By S. Roy Kaufman | Feb 18, 2014

The following article was featured in the The Freeman Courier in February 2014, as part of the feature “Rural Reconnaissance”.

A recent issue of The Land Stewardship Newsletter (No. 4, 2013) featured articles highlighting a new initiative of the Land Stewardship Project (LSP), the well-established, Minnesota-based “rural revival” effort to keep “land and people together.” The initiative is “farm transitions.” It is designed to counter “current land consolidation trends,” and provides tools to assist farm owners and would-be farmers transition land to the next generation.

LSP and the Minnesota Institute for Sustainable Agriculture (MISA) have developed a Farm Transitions Toolkit for this purpose which can be accessed by calling 800-909-6472 or at www.landstewardshipproject.org/farmtranstionstoolkit. The Toolkit “contains resources, links to services and practical calculation tables to help landowners establish a commonsense plan for farm transitions.” MISA executive director Helene Murray says, “The target audience for the Toolkit is those people who want to pass their farm on in a way that supports healthy rural communities, strong local economies and sustainable land stewardship. Too often retiring farmers or people who find themselves in possession of family land feel pressured to make decisions that go against their own values. The Toolkit can help people align those values with the decisions they make as far as their land’s future is concerned.” (12)

“FarmLASTS Project is a national research, education and extension project funded by the USDA National Research Initiative. In 2010, FarmLASTS produced a special report on farmland success, succession, tenure, and stewardship.” (3) Here are some of the findings.

  • Over the next two decades, 70 percent of the nation’s farms will change hands.
  • Two-thirds of retiring farmers have not identified successors.
  • Ninety percent of farm owners neither had an exit strategy nor knew how to develop one.
  • Only three percent of farmland buyers are new farmers.
  • Four percent of farmland owners own nearly half the land.
  • In 2002, 34 percent of farmland owners in Iowa were investors, double the proportion in 1989.
  • Over 40 percent of U.S. farmland is rented. (3)

These statistics confirm that there is indeed a “big land grab” going on in the United States. The same trends are occurring locally. A study I did in 2009 on the sixteen square miles surrounding the Salem Mennonite Church in Childstown Township showed that the land was owned by 84 property owners.

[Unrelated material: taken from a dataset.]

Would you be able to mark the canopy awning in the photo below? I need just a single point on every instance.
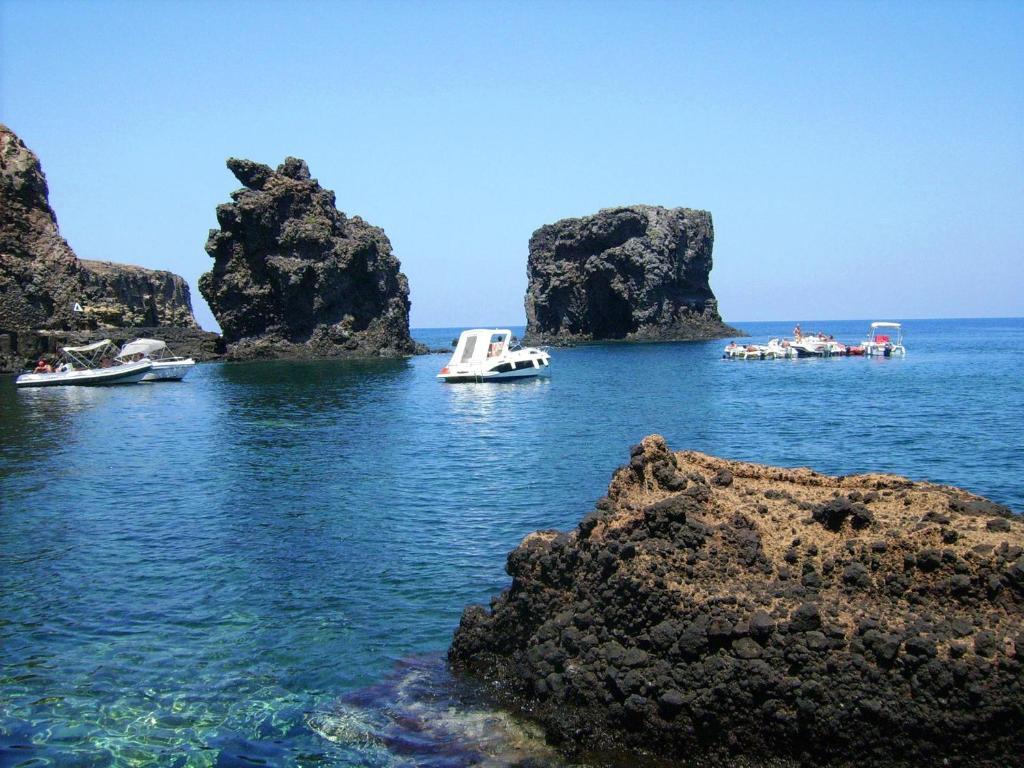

Seventy-six of these parcels were farmland properties, with 55.3 percent being farmed by local farmland owner/operators, though not all of these farmers resided on these properties. This means that 44.7 percent of the parcels were rental properties. Half of these farmland owners were non-resident landlords, usually heirs of the family farms on which they had grown up.

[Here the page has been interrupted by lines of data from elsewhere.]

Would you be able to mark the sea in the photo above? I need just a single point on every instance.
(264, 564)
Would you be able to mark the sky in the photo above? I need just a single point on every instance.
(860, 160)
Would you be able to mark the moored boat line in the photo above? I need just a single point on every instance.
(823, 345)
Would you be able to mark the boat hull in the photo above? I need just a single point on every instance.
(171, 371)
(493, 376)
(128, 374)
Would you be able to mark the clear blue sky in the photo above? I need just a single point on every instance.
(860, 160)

In this study I did not correlate the ages of the farmland owners and operators who owned and worked this land. Anecdotal evidence would indicate that many of these farmland owners were near or over retirement age. Quite apart from questions about the types of agricultural enterprises involved, the future of this rural community depends in large measure on whether these farmland owners will choose to transition their land to a new generation of local farmers, or whether the trend toward corporate ownership of land fostered by investors and misguided government policies will continue.